Q. You were named restaurateur of the year by the New Hampshire Lodging and Restaurant Association last fall. What does that mean to you personally?

A. You know, when I was first getting up on stage, I was thinking, “Geez, this is such an honor.” And it was very humbling because we have such an amazing amount of people that make T-Bones work. Of course I’m the front guy. I’m the CEO and my title is CEO/owner and really what it should say is CEO/part-owner because I have 10 other operating partners that make this company work, from my other principle partner Mark, who’s one of the founders — he’s the CFO — to our director of operations Dan Fraser, Lisa Allen is our chief administrative officer. Then we’ve got a whole bunch of operating owners that operate their individual stores and they’re part owners.

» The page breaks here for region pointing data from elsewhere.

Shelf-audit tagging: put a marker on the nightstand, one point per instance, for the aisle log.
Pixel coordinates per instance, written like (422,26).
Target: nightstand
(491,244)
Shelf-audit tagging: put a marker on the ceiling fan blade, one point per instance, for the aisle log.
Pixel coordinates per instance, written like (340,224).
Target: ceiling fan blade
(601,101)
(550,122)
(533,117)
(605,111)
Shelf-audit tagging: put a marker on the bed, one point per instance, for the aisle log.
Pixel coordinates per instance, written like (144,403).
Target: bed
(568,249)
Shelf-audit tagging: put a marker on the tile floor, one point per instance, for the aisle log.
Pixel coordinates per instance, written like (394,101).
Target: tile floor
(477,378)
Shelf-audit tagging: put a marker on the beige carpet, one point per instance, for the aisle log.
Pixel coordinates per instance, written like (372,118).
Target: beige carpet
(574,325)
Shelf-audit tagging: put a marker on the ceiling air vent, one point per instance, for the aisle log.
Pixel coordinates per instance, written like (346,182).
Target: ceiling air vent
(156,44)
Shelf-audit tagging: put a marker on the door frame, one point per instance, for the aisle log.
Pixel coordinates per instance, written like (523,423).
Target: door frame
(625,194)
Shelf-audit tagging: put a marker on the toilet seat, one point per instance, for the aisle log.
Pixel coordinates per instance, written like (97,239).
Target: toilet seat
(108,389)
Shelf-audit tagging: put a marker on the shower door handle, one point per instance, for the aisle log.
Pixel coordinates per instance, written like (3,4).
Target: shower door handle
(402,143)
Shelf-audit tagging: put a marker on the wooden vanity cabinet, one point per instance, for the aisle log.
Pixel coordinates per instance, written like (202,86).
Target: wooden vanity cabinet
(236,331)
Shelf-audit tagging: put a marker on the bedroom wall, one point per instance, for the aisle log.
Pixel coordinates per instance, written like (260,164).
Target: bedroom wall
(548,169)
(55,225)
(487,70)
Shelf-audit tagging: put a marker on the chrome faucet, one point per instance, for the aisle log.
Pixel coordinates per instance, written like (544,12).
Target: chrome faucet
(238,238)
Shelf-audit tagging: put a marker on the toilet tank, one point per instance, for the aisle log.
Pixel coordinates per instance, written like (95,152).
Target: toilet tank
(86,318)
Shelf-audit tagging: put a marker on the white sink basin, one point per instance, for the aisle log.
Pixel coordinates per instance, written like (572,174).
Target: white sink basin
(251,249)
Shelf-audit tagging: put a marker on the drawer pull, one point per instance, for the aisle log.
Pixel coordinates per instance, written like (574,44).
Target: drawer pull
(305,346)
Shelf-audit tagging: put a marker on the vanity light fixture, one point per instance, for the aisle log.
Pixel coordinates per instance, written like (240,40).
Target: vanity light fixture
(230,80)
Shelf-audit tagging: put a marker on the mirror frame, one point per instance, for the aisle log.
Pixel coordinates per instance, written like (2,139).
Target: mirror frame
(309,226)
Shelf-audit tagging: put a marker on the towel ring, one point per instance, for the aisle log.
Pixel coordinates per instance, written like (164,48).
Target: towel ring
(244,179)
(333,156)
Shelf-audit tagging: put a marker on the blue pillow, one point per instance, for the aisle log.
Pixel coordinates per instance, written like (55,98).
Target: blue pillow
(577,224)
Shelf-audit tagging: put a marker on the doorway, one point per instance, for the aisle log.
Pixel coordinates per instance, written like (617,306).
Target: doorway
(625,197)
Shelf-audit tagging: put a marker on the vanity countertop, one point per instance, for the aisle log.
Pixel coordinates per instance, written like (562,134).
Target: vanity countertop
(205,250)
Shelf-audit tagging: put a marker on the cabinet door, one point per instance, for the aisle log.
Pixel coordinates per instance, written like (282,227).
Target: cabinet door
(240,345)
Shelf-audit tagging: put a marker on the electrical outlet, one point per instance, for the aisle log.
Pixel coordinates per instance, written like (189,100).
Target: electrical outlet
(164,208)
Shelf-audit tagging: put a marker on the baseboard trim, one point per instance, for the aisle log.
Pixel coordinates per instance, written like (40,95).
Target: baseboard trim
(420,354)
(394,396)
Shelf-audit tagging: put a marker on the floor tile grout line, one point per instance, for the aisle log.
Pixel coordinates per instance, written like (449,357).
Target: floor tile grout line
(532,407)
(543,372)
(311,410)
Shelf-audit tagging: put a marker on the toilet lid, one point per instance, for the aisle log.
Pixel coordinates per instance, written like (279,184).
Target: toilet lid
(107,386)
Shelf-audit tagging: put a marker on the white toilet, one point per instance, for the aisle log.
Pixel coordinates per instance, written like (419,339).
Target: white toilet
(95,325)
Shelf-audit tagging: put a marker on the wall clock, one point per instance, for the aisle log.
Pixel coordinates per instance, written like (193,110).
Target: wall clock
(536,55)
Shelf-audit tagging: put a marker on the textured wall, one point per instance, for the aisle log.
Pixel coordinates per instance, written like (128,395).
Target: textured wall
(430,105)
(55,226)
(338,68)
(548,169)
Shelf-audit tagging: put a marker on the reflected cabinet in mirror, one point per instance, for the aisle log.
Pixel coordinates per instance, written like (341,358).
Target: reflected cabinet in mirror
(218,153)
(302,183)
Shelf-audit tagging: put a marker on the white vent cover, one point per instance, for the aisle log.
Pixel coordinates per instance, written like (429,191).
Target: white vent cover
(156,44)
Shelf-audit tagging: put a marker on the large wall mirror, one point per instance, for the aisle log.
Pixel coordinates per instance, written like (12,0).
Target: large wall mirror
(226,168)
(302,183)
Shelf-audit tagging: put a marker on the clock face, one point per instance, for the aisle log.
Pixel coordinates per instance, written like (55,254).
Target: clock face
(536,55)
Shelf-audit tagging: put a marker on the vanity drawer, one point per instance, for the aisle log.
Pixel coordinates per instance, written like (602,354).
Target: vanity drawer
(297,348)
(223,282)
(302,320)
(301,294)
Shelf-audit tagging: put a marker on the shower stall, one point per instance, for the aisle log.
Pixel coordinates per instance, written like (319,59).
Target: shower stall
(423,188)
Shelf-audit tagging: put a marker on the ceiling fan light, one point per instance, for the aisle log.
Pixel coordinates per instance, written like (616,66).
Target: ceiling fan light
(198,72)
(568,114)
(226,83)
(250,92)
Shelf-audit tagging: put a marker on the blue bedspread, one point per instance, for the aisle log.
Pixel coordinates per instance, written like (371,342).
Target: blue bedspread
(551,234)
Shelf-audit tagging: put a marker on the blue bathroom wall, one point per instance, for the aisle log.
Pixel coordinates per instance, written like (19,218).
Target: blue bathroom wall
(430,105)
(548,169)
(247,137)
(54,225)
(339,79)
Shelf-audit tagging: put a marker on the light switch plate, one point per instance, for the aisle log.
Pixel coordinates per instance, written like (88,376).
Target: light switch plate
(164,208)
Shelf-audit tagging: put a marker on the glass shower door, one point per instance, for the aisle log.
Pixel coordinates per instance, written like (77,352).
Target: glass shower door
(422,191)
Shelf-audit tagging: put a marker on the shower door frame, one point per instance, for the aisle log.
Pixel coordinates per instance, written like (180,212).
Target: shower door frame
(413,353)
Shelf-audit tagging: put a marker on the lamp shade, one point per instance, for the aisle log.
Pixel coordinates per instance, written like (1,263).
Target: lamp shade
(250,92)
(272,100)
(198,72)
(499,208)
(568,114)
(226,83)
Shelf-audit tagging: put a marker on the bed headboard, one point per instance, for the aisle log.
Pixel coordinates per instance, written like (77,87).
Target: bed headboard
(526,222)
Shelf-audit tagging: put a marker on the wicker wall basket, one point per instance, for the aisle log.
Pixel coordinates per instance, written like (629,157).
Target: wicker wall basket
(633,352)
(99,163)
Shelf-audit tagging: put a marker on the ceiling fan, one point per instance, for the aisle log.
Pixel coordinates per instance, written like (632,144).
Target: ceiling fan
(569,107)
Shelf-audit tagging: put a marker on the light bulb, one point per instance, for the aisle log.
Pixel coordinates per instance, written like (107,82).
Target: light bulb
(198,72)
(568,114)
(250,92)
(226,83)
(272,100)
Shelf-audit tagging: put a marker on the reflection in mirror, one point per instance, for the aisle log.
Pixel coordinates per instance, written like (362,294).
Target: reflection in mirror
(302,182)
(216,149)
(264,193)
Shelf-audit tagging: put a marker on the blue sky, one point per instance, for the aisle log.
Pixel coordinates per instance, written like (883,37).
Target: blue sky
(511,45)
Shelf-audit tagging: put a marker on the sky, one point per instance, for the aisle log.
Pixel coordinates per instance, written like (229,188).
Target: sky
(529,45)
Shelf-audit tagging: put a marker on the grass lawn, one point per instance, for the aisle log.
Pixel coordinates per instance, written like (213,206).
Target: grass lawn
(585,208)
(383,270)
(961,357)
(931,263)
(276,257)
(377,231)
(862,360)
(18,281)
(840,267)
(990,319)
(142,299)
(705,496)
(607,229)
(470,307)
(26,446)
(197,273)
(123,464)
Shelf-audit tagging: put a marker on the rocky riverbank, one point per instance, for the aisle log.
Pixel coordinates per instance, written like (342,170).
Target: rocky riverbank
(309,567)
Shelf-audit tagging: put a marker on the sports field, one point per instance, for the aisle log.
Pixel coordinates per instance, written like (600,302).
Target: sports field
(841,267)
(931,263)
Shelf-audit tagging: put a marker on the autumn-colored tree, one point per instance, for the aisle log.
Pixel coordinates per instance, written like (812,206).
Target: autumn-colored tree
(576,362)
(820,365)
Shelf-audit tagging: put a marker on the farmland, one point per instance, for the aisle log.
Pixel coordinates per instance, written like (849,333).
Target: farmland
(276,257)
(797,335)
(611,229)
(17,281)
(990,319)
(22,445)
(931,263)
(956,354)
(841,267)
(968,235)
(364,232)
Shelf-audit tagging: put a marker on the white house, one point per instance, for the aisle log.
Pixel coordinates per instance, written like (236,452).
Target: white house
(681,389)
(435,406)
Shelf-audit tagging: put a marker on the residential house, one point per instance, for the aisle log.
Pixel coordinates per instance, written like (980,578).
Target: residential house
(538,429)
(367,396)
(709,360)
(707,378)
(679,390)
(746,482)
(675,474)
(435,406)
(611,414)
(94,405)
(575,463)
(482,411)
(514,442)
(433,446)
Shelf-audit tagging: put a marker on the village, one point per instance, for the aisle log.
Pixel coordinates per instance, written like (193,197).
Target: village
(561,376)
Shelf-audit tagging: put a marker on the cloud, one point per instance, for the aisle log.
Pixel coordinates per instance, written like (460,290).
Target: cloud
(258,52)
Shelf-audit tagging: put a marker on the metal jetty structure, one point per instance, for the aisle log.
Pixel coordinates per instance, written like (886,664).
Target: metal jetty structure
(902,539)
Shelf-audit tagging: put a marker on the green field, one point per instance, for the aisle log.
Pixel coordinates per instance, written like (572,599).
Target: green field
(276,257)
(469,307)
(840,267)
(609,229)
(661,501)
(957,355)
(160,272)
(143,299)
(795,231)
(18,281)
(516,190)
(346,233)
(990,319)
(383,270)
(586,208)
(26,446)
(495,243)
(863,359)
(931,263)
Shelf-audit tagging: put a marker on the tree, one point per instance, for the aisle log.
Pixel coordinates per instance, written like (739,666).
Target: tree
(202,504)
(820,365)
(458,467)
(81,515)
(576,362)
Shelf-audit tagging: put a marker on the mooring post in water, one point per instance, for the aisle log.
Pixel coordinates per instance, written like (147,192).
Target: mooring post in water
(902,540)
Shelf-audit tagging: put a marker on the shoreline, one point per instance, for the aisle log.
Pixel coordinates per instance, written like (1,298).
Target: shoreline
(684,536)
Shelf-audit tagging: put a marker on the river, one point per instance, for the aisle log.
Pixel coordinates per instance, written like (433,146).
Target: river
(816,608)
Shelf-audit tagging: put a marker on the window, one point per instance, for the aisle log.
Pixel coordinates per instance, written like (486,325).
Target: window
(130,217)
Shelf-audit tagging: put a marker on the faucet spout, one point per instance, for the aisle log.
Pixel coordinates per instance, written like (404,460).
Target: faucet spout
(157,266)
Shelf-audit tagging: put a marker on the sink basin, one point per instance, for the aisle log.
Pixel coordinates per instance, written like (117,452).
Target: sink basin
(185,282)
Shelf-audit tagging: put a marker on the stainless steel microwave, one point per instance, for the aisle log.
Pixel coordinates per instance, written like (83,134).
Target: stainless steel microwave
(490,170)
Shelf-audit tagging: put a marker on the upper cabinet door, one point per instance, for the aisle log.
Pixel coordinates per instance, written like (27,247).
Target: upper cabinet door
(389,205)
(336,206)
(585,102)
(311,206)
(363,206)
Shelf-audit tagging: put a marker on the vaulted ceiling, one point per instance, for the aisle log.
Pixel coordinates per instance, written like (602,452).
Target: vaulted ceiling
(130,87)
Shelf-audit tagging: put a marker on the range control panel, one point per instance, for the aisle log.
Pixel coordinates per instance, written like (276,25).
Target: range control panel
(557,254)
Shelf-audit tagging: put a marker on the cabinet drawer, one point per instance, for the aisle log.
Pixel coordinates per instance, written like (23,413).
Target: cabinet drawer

So, it was a little awkward for me to accept that award by myself with my name on it. I wanted every person’s name on it, but that’s not how it works and I think they all understand that. It meant a lot to our company for sure that we’re recognized for the things that we’ve done over the years, not only as a business and having its success but in the community we do a lot of charitable work that I think the New Hampshire Lodging and Restaurant Association recognizes and I know for sure our customers do.

Q. Do you like to cook, and if so, what’s your go-to dish when cooking for the family?

A. You know I just made, and believe it or not it sounds really plain Jane, but I like to make beef stew particularly in the winter time. I think most people can assimilate the smells of beef stew in the house when the snow is falling and the Patriots are going to be on.

It’s like the perfect meal for me. You got a little vegetable, a little potato, a little meat. I actually saw it on the Food Network one time, which is a great channel for people to watch and get ideas.

I actually tape the shows, and then if I feel like making something I’ve never made before, I’ll run the show and I can see the TV from my kitchen and I’ll follow along. So the beef stew I made, you marinate the chuck sirloin overnight in a whole bottle of cabernet sauvignon with garlic and rosemary and it is unbelievable.

So, to answer the question, yes, I like to cook and at times I’ll put my two cents into our menu development, but I leave that to the experts like Chef Nicole. Like anything else in life, surround yourself with great people and you’ll be successful. That’s been my success for sure.